Entscheidungsstichwort (Thema)
Nachträglich bekanntgewordene Tatsachen im Falle der Schätzung
Leitsatz (NV)
1. Nachträglich bekanntgewordene Tatsachen, die zu einer Steuerminderung führen, liegen nach einer vorangegangenen Gewinnschätzung dann vor, wenn sich aus der Gesamtwürdigung der Tatsachen eine niedrigere Steuer ergibt.
2. Ein Steuerpflichtiger handelt in der Regel grob schuldhaft i. S. des § 173 Abs. 1 Nr. 2 AO 1977, wenn er seiner Steuererklärungspflicht nicht nachkommt.
3. Eine Ermittlung der abziehbaren Vorsteuern (§ 15 Abs. 1 Nr. 1 UStG 1973) durch Schätzung kommt nicht in Betracht. Im Falle der Schätzung des Umsatzes sind Umsatzsteuer und Vorsteuerbetrag keine einheitliche Tatsache i. S. des § 173 Abs. 1 Nr. 1 und 2 AO 1977.
Normenkette
AO 1977 § 173 Abs. 1; UStG 1973 § 15 Abs. 1 Nr. 1
Tatbestand
Die Klägerin und Revisionsbeklagte (Klägerin) unterhielt im Streitjahr 1979 ein Unternehmen. Der Beklagte und Revisionskläger (das Finanzamt - FA -) erließ gegen sie Schätzungsbescheide über Einkommensteuer und Umsatzsteuer 1979. Nach Bestandskraft der Bescheide legte die Klägerin Steuererklärungen vor. Eine Änderung der Bescheide nach § 173 Abs. 1 Nr. 2 der Abgabenordnung (AO 1977) lehnte das FA jedoch mit der Begründung ab, die Klägerin treffe hinsichtlich des nachträglichen Bekanntwerdens der Besteuerungsgrundlagen ein grobes Verschulden.

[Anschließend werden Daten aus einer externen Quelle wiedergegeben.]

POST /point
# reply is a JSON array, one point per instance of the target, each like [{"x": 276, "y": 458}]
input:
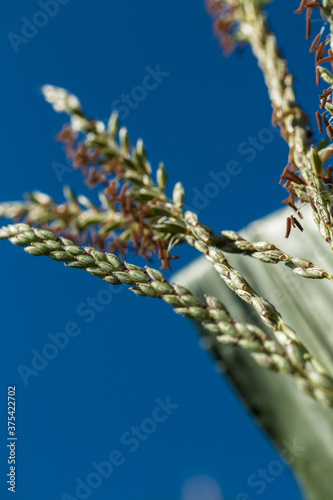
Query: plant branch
[{"x": 212, "y": 315}]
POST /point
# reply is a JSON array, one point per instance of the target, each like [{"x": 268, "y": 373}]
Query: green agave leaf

Die nach erfolglosem Einspruchsverfahren erhobene Klage hatte Erfolg. Das Finanzgericht (FG) verpflichete das FA zur Änderung der Bescheide, weil nachträglich weitere Einnahmen und damit steuererhöhende Tatsachen, gleichzeitig aber auch steuermindernde Tatsachen (Mehrbeträge an Betriebsausgaben und Vorsteuern) bekanntgeworden seien, die miteinander im Zusammenhang stünden. Die Klägerin habe zwar die ihr günstigen Tatsachen grob schuldhaft erst nachträglich vorgebracht; darauf komme es jedoch nach § 173 Abs. 1 Nr. 2 Satz 2 AO 1977 nicht an. Denn zwischen den durch die Steuererklärungen bekanntgewordenen steuererhöhenden Tatsachen (höhere Betriebseinnahmen, höhere Umsatzsteuer) und steuermindernden Tatsachen (höhere Betriebsausgaben, höhere Vorsteuerbeträge) habe ein Zusammenhang bestanden.
Mit der Revision rügt das FA Verletzung von § 173 Abs. 1 AO 1977.
Es beantragt, das angefochtene Urteil aufzuheben und die Klage abzuweisen.
Die Klägerin beantragt, die Revision als unbegründet zurückzuweisen.
Entscheidungsgründe
Die Revision ist teilweise begründet. Sie führt hinsichtlich der Einkommensteuer zur Aufhebung des FG-Urteils und zur Abweisung der Klage; die Voraussetzungen für eine Änderung der Schätzungsbescheide zugunsten der Klägerin nach § 173 Abs. 1 Nr. 2 AO 1977 liegen insoweit nicht vor. Im übrigen ist die Revision unbegründet.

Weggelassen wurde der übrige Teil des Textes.